I am importing into a Delta lake external data through an entity that has approximately 20M rows. Not huge but ok. The issue is the key to this data set is a guid, so using the normal Delta Merge operation it is notoriously inefficient as key is in effect unstructured. The merge currently takes 20 mins.
There is a creation date field as part of the entity structure so I have been playing around with partitioning the entity using year, month and day to try and optimise performance..
Table structure
.....
source_system_modified_datetime TIMESTAMP ,
__modified_timestamp TIMESTAMP,
year INT ,
month INT,
day INT
)
USING delta
LOCATION '/mnt/align/delta/entity'
PARTITIONED BY ( year, month, day)
relevant part of the merge statement:
%sql
--Merge
MERGE INTO crm_entity_aligned AS target
USING stg_entity AS source
ON (
(target.year = source.year
AND target.month = source.month
AND target.day = source.day )
AND target.entity_guid = source.entity_guid
)
WHEN MATCHED AND (
.......further conditions
I was attempting to try to use the creation date to narrow the search pattern before the guid part of the query was actioned, if that makes sense.
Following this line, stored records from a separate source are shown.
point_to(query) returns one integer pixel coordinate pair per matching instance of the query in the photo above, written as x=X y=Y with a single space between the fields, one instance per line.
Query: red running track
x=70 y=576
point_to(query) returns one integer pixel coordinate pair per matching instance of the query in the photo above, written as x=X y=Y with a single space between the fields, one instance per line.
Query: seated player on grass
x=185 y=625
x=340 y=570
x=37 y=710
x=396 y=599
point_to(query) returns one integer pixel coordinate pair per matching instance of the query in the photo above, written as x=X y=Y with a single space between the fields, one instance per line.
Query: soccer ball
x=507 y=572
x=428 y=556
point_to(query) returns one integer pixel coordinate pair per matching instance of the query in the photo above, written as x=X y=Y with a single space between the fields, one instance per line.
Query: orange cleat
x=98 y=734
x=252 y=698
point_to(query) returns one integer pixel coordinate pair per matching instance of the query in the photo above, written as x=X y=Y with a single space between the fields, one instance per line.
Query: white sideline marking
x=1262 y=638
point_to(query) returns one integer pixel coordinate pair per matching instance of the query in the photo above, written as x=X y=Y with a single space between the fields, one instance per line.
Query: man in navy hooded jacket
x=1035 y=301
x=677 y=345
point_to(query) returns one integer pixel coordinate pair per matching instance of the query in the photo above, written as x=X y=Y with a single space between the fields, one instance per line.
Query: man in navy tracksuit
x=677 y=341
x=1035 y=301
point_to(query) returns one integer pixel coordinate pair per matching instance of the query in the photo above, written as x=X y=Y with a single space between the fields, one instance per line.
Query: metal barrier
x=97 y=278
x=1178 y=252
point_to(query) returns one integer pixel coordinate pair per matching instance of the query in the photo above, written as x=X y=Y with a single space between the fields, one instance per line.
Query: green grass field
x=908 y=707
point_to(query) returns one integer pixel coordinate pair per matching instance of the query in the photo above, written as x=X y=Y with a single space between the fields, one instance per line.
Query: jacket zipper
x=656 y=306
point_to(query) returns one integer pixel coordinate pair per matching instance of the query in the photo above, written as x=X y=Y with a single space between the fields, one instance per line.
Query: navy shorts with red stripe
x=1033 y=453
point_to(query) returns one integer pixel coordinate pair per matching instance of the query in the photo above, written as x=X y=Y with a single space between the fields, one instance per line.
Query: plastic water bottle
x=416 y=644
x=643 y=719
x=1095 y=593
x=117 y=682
Currently I have not been able to make any improvements in the merge time..
Has anyone else got a better working approach that they have used for this issue ? Is there another way to structure the MATCH part of the merge statement ? Is there an alternative PARTITION approach or even another way to get the merge operation time back to a reasonable level , say 3mins....
Any answers appreciated... Richard